The short answer: When the truffle has been located.
Long answer (because this applies to actual field work which is more complex):
We cover it later (in more advanced classes) when discussing practical application, but you stay engaged with Monza the entire time you are searching. You are going to be digging, targeting, alerting together in the soil. We build duration in reward and duration in indication/ alert behaviors. It is an active conversation you and Monza will be having on where the truffle is. It isn’t a Monza alerts, Lois picks up truffle, Lois rewards Monza (although that will happen on occasion, just that fast).
Finding and extracting a truffle from the soil is not as always a quick endeavor and you will need Monza’s persistence and precision to help you get at it. In fact it can often take a few minutes (depending on species– some are deeper and are hard to see). This is one of the reasons for a chain of alert behaviors, and precision skills (eventually) and not just a single alert. The chain of behaviors resets after you have the truffle in your hand (put away– I am abbreviating her a bit), rewarded, and you both have moved on from that find to continue searching for more truffles.
We cover it later but you will stay engaged with Monza by drawing interest and asking for specific precise alert behaviors which will help you locate said truffle(s).
At the stage you are at right now, we are building and solidifying alert behaviors with successful identification of odor. The rest comes later, and you are doing a great job. This is why we emphasize solid foundational skills and very clear success criteria at this point, because you have to be able to trust in your dog, their training, your training as a handler, and trust they they will not false alert in the field.
If they indicate, and you can’t find the truffle, it doesn’t mean a)there isn’t a truffle there, or b)truffle vocs are not present. This is often relates to handler skills. Remember you are a team and if your foundations are are solid, it is highly unlikely you will ever false alert in the sense we mean it.
Truffles the dogs find can be TINY TINY TINY. I have attached a photo of one in such an instance. They can be smaller!
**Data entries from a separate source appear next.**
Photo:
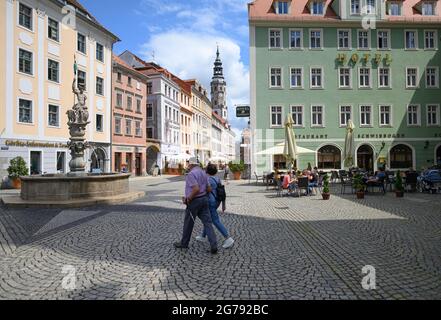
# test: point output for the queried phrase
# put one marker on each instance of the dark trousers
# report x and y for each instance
(198, 208)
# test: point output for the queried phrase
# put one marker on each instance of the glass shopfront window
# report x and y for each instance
(329, 157)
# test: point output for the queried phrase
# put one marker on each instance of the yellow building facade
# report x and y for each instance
(41, 40)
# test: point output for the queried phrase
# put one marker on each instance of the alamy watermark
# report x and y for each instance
(69, 281)
(369, 281)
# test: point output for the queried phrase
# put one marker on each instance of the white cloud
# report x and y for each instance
(192, 54)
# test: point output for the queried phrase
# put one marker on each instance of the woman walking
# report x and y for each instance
(213, 204)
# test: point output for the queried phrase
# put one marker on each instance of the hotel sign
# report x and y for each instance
(35, 144)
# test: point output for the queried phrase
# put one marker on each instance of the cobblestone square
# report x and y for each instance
(286, 248)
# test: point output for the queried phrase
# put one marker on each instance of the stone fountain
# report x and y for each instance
(77, 188)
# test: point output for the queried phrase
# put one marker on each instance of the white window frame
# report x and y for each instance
(417, 77)
(302, 113)
(371, 117)
(418, 124)
(59, 70)
(302, 78)
(58, 115)
(301, 39)
(323, 2)
(281, 77)
(18, 62)
(435, 39)
(339, 78)
(369, 40)
(389, 39)
(120, 125)
(359, 8)
(437, 124)
(322, 78)
(343, 125)
(433, 3)
(366, 7)
(281, 38)
(322, 38)
(369, 86)
(32, 111)
(416, 39)
(323, 125)
(436, 86)
(390, 78)
(102, 124)
(85, 44)
(32, 29)
(271, 116)
(390, 125)
(389, 10)
(349, 47)
(59, 29)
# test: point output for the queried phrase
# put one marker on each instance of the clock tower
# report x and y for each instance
(218, 89)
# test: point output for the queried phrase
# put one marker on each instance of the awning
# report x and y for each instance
(279, 149)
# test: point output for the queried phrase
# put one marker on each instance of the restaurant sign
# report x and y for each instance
(35, 144)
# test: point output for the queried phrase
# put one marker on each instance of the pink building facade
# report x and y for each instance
(129, 101)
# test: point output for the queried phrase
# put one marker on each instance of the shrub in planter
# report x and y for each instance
(326, 193)
(237, 169)
(17, 168)
(359, 186)
(399, 188)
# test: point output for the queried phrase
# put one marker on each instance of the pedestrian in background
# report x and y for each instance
(196, 200)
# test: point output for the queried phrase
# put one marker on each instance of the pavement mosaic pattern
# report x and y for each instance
(286, 248)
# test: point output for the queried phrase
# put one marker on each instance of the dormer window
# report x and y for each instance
(355, 6)
(282, 7)
(317, 8)
(428, 8)
(394, 9)
(370, 7)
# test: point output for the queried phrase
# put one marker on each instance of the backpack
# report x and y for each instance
(221, 194)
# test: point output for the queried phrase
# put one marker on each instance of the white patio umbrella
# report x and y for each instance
(349, 145)
(290, 149)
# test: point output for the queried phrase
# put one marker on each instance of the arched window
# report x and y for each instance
(329, 157)
(401, 157)
(438, 156)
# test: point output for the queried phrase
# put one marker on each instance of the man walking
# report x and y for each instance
(196, 189)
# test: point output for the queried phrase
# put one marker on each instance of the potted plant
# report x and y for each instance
(359, 186)
(326, 193)
(399, 188)
(17, 168)
(237, 169)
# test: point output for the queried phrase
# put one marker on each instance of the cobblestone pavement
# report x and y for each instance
(286, 248)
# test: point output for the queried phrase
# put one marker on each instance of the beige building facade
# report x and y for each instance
(41, 40)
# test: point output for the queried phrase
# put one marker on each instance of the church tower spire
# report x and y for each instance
(218, 88)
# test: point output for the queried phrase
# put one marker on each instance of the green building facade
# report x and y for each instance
(325, 69)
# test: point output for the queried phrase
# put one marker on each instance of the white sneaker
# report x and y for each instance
(228, 243)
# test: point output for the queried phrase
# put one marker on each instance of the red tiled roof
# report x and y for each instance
(263, 10)
(122, 63)
(81, 8)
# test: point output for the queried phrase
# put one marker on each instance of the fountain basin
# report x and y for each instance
(73, 191)
(62, 187)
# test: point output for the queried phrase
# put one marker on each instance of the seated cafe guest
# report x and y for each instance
(289, 181)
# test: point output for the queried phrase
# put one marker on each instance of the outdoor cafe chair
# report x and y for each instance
(303, 183)
(411, 180)
(346, 183)
(380, 185)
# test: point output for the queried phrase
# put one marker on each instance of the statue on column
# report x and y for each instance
(78, 120)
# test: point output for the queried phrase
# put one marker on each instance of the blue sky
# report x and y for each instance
(183, 35)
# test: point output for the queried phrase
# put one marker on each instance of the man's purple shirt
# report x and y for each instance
(198, 177)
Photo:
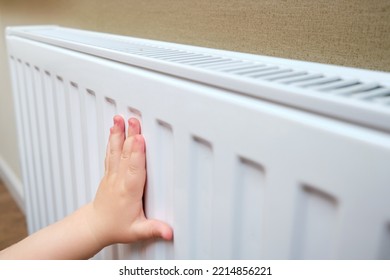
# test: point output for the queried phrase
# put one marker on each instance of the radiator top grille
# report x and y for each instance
(355, 88)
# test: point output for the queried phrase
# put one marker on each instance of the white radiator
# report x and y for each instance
(248, 157)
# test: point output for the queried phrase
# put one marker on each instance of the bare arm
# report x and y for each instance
(116, 214)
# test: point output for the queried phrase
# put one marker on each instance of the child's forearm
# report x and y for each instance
(116, 214)
(70, 238)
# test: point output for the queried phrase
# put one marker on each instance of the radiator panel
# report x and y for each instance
(237, 177)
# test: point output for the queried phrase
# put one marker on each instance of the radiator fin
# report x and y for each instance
(201, 193)
(318, 213)
(250, 191)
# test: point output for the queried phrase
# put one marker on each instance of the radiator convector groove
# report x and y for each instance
(248, 157)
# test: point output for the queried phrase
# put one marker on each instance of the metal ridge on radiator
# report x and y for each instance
(355, 95)
(248, 157)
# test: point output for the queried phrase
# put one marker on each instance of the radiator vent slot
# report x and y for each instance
(321, 83)
(248, 157)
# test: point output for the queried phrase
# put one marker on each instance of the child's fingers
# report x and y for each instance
(153, 229)
(134, 127)
(117, 138)
(133, 162)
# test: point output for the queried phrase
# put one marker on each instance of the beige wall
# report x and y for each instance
(346, 32)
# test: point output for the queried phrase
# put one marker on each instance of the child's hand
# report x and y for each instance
(116, 214)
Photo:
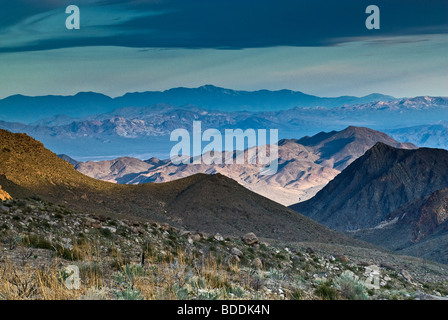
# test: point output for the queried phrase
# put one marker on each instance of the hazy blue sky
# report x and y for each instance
(318, 47)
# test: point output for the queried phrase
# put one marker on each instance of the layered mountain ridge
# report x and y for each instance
(305, 165)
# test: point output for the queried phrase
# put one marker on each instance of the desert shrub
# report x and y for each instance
(351, 288)
(326, 292)
(35, 241)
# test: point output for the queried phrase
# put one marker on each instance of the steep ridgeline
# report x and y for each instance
(338, 149)
(305, 165)
(389, 196)
(207, 203)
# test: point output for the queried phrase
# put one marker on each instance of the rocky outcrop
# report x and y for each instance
(4, 195)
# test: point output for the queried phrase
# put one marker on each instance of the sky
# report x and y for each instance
(319, 47)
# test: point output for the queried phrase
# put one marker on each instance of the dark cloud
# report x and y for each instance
(235, 24)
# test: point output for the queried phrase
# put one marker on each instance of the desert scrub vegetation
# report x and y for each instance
(123, 259)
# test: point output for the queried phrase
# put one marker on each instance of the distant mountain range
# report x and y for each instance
(391, 197)
(143, 131)
(305, 165)
(205, 203)
(27, 109)
(434, 135)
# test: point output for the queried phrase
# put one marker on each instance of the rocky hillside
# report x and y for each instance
(337, 149)
(4, 195)
(392, 197)
(305, 165)
(209, 203)
(41, 244)
(419, 228)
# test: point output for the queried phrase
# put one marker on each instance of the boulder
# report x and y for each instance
(236, 252)
(218, 237)
(257, 264)
(250, 238)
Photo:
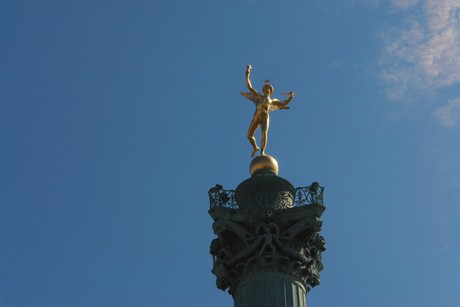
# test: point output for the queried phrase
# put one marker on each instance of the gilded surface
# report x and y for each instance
(264, 105)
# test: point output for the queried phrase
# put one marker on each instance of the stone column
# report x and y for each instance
(268, 249)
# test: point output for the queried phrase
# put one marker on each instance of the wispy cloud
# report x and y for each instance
(422, 55)
(448, 114)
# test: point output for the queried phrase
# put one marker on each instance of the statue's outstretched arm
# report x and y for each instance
(287, 100)
(248, 82)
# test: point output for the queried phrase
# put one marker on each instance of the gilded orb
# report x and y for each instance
(264, 162)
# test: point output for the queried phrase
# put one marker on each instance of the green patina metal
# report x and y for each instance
(268, 248)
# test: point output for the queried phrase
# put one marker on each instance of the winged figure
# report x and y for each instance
(264, 104)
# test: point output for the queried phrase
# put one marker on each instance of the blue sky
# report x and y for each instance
(118, 116)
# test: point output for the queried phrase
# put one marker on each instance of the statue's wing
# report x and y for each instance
(278, 105)
(250, 96)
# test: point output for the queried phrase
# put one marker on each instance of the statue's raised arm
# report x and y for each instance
(264, 104)
(248, 81)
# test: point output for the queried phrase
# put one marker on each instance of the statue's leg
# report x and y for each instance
(264, 128)
(251, 138)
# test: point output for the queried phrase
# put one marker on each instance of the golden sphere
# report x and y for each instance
(263, 163)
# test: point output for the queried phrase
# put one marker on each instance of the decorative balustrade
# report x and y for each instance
(303, 196)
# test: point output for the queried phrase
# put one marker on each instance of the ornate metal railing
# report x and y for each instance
(303, 196)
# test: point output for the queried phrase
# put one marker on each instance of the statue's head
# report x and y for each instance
(268, 89)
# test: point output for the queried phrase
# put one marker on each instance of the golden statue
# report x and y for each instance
(264, 105)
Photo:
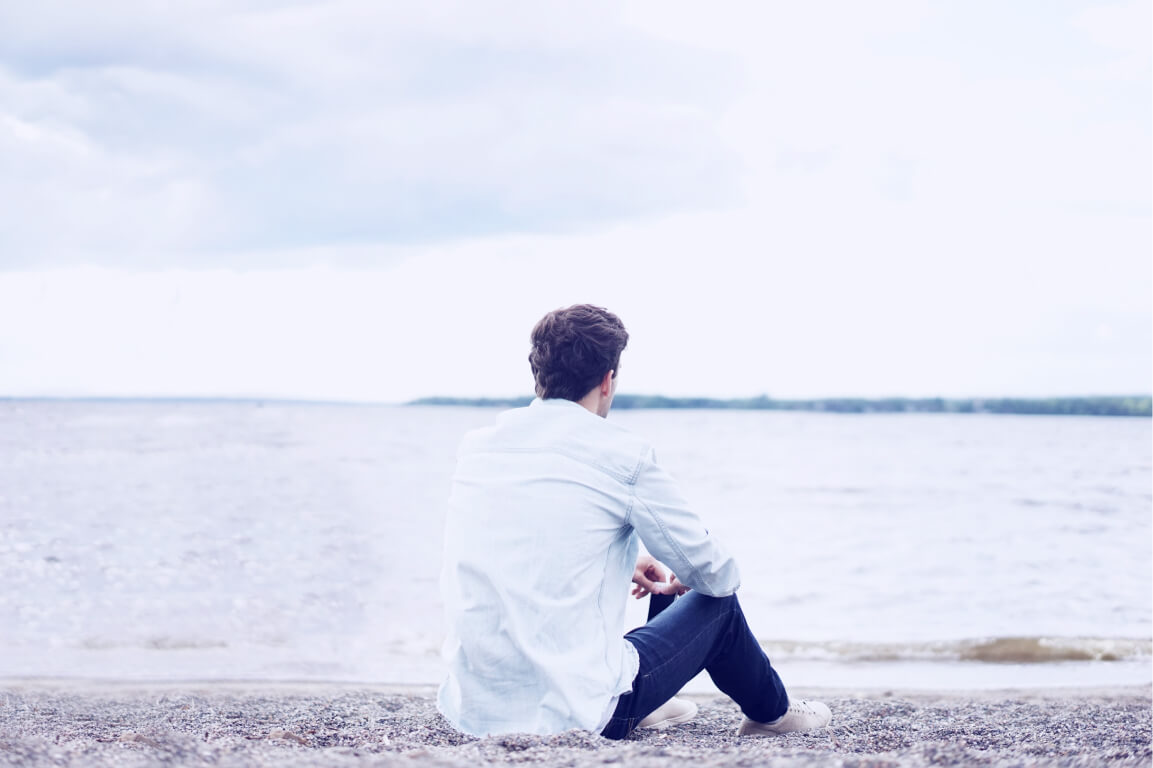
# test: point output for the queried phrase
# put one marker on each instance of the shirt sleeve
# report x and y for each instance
(673, 534)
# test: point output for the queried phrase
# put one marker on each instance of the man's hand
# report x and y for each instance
(650, 577)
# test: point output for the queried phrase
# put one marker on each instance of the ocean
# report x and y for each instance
(249, 541)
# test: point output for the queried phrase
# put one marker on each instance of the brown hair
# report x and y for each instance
(573, 348)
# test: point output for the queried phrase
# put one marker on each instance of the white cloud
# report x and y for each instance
(837, 198)
(270, 127)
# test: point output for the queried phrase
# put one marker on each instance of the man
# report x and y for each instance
(541, 543)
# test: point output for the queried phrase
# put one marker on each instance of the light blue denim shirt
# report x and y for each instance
(541, 541)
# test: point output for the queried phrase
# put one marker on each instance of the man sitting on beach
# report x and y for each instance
(541, 543)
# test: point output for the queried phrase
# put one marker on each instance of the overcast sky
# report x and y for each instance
(377, 201)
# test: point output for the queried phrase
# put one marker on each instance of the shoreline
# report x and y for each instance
(69, 722)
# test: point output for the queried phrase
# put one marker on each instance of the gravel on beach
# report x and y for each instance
(224, 725)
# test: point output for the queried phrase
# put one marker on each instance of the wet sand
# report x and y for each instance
(77, 723)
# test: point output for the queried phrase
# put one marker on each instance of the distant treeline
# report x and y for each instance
(1101, 406)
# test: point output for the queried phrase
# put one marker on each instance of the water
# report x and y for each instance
(279, 541)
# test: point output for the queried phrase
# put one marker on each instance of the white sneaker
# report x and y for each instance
(672, 712)
(801, 716)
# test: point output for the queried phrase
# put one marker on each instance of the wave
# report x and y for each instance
(994, 650)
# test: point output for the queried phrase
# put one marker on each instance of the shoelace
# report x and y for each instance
(801, 708)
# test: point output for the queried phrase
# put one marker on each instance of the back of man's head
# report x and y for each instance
(573, 348)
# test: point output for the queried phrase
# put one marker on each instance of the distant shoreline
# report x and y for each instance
(1082, 406)
(1131, 406)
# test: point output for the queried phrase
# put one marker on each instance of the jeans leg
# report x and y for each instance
(657, 603)
(699, 632)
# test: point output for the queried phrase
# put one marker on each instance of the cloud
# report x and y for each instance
(137, 137)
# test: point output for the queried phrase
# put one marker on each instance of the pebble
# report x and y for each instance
(227, 728)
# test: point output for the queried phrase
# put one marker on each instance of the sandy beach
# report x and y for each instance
(82, 723)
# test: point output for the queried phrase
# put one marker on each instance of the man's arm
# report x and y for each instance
(676, 536)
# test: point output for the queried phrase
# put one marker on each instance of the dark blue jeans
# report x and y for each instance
(696, 632)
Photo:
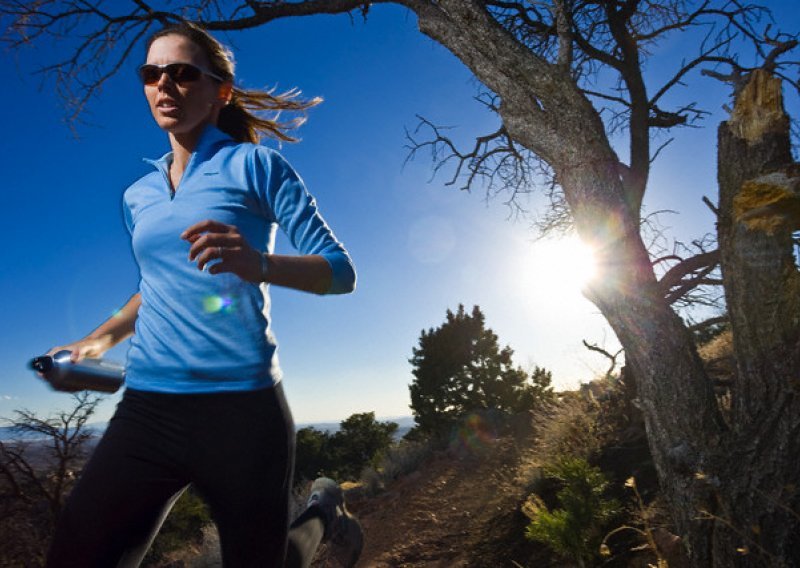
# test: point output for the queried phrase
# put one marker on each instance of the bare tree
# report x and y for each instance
(37, 471)
(730, 489)
(59, 445)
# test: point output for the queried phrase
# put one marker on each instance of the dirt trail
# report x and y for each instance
(457, 510)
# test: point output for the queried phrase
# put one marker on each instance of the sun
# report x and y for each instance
(560, 267)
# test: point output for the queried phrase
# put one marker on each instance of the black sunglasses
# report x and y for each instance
(180, 73)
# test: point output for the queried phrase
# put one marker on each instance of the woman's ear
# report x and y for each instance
(225, 92)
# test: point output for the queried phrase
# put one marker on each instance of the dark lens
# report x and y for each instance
(183, 72)
(149, 74)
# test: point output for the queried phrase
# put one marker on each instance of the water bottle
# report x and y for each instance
(88, 374)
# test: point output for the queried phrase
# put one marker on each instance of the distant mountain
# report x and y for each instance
(8, 433)
(404, 423)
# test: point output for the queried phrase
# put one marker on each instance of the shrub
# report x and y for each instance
(184, 525)
(575, 529)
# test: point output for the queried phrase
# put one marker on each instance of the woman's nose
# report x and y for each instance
(163, 79)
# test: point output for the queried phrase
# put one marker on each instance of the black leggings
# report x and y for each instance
(237, 449)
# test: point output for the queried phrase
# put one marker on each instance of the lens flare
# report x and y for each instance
(214, 304)
(474, 434)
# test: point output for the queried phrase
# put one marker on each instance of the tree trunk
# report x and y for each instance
(759, 209)
(730, 491)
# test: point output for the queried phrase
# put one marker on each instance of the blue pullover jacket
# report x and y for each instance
(199, 332)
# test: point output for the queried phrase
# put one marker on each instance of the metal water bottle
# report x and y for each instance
(88, 374)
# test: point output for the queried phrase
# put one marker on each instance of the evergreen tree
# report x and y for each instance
(459, 367)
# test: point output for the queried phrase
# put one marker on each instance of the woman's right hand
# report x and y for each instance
(92, 347)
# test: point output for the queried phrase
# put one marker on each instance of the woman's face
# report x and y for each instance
(182, 109)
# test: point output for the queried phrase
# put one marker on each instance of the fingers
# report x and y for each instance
(207, 226)
(216, 253)
(214, 241)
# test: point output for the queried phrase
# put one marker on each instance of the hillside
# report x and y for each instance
(457, 510)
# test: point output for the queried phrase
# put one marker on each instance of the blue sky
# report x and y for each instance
(419, 247)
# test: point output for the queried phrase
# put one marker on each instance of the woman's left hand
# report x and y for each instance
(214, 240)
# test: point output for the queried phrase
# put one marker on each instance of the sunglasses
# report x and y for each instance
(179, 73)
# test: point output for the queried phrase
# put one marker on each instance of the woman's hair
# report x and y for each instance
(238, 118)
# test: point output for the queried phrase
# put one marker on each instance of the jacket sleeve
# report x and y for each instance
(286, 201)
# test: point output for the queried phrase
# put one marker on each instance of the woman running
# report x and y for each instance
(203, 403)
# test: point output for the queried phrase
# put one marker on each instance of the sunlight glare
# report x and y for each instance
(560, 268)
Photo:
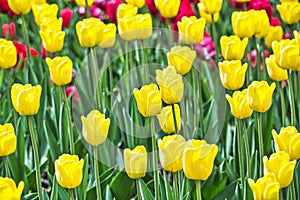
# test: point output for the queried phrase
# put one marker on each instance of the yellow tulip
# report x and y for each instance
(207, 16)
(275, 72)
(243, 23)
(20, 6)
(287, 54)
(83, 2)
(170, 85)
(52, 40)
(148, 100)
(137, 3)
(260, 95)
(275, 34)
(9, 190)
(166, 119)
(89, 32)
(288, 141)
(126, 10)
(135, 162)
(212, 6)
(8, 54)
(232, 74)
(198, 159)
(289, 12)
(167, 8)
(232, 47)
(68, 170)
(239, 104)
(40, 12)
(181, 58)
(170, 152)
(60, 69)
(279, 163)
(95, 127)
(191, 30)
(26, 98)
(136, 27)
(8, 140)
(262, 23)
(265, 188)
(108, 37)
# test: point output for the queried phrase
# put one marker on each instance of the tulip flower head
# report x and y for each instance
(148, 100)
(9, 190)
(170, 152)
(260, 95)
(26, 98)
(191, 30)
(95, 127)
(8, 54)
(68, 170)
(198, 159)
(166, 119)
(135, 162)
(279, 163)
(288, 140)
(239, 104)
(181, 58)
(8, 139)
(170, 84)
(232, 74)
(265, 188)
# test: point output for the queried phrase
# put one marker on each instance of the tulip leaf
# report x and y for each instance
(145, 192)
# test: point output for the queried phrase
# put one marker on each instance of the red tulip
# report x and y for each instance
(66, 15)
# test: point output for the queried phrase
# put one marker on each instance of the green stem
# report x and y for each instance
(247, 148)
(292, 101)
(260, 143)
(155, 159)
(97, 176)
(6, 167)
(283, 111)
(71, 136)
(36, 158)
(138, 189)
(198, 189)
(240, 153)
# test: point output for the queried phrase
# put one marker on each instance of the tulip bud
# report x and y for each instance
(286, 54)
(40, 12)
(170, 152)
(232, 74)
(9, 190)
(279, 163)
(191, 30)
(198, 159)
(135, 162)
(60, 69)
(275, 72)
(288, 141)
(181, 58)
(26, 98)
(8, 139)
(95, 127)
(232, 47)
(167, 8)
(8, 54)
(20, 6)
(239, 104)
(148, 100)
(68, 170)
(265, 188)
(166, 119)
(289, 12)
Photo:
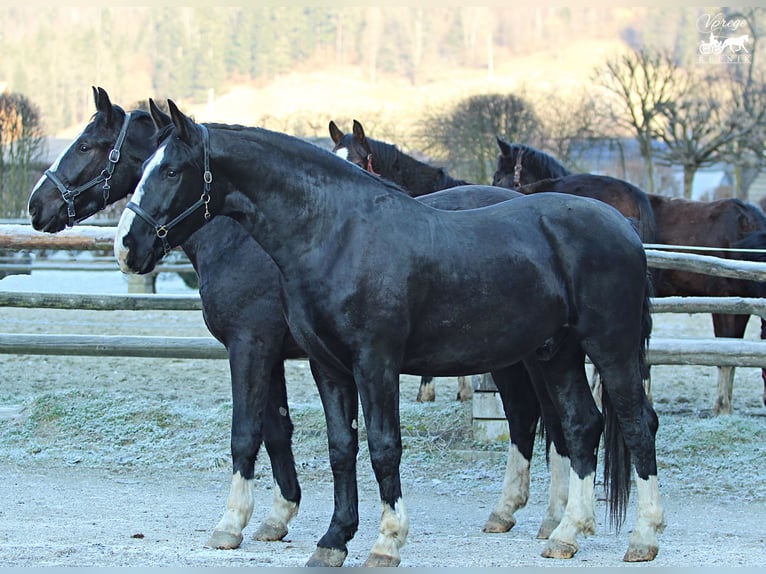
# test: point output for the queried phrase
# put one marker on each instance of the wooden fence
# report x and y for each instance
(710, 352)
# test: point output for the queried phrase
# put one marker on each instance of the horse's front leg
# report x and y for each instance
(378, 387)
(250, 372)
(341, 408)
(278, 432)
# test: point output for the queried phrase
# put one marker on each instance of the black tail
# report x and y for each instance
(617, 459)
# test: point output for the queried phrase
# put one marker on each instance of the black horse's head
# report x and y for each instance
(519, 164)
(101, 166)
(172, 199)
(353, 147)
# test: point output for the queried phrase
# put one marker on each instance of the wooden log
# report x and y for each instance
(709, 352)
(113, 346)
(89, 266)
(81, 238)
(729, 305)
(129, 302)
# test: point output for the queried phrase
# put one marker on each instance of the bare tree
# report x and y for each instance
(21, 144)
(463, 138)
(641, 83)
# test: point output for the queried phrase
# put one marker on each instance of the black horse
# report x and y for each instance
(530, 170)
(233, 268)
(375, 283)
(674, 221)
(418, 178)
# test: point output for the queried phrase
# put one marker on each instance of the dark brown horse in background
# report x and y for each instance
(725, 224)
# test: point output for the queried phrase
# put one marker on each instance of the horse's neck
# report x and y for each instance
(542, 165)
(289, 210)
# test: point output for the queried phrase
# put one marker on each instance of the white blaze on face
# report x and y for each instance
(342, 152)
(54, 166)
(128, 215)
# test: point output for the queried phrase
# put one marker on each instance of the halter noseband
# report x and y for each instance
(68, 195)
(517, 169)
(162, 229)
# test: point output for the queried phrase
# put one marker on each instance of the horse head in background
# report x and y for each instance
(100, 166)
(388, 161)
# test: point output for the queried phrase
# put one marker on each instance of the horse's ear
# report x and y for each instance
(335, 133)
(505, 147)
(359, 133)
(160, 118)
(182, 123)
(103, 104)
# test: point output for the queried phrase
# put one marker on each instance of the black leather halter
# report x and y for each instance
(68, 195)
(162, 229)
(517, 169)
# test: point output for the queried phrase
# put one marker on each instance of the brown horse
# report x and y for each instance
(726, 224)
(528, 170)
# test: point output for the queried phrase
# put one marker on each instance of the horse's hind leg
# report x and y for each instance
(426, 390)
(631, 423)
(341, 408)
(523, 413)
(250, 381)
(522, 405)
(581, 423)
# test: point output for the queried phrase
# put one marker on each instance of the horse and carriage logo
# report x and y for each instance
(722, 40)
(716, 46)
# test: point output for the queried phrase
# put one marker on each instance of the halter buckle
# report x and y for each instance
(114, 155)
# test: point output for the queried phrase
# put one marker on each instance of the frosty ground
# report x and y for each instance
(125, 462)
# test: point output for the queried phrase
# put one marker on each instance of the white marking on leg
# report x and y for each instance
(126, 219)
(580, 514)
(651, 518)
(282, 510)
(394, 527)
(515, 485)
(558, 492)
(342, 152)
(239, 506)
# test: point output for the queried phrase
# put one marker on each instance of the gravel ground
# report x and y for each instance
(125, 462)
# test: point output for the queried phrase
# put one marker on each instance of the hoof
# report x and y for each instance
(270, 532)
(546, 528)
(221, 540)
(380, 561)
(641, 554)
(324, 557)
(497, 525)
(559, 549)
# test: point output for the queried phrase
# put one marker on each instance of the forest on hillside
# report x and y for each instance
(53, 54)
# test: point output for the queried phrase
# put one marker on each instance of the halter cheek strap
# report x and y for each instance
(162, 229)
(517, 169)
(69, 195)
(369, 165)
Also the mycellial mats (that’s where truffles actually come from) can, at times, give off the same truffle VOCs. So if your dog alerts on that, they are not wrong. In truffle hunting, you have to trust your dog, and again that is why we build very solid foundations so you can be confident in that notion that when your dog alerts, they are correct in location of odor, even if you as a handler cannot find it. According to Monza, in that scenario she is absolutely correct, and we manufacture a success for her with what we consider our criteria: Meaning we present a truffle in that hole we have dug together and have her target it and then reward. This is a very particularly complex scenario but it does happen. That’s the difference between hides, and practice and real field work. This is why when in the field you will always have a target on you, so if you need to in just such a situation, you can manufacture a success while trusting your dog has alerted on the correct VOC spectrum, and not damaging their confidence.
Depending on where you will be working, wild harvesting vs. orchard work, what you do will vary slightly, as orchard harvesting is a different process/ environment than wild harvesting at that stage and the alert/ reward sequence is generally truncated because orchard owners hire you for location services, not harvesting generally (actually pulling the truffle out of the ground). In those circumstances you will trust in Monza that when she indicates, she is correct. Orchard work (which is eventually what you are gearing for I believe) is a little more complicated than wild harvesting in terms of logistics.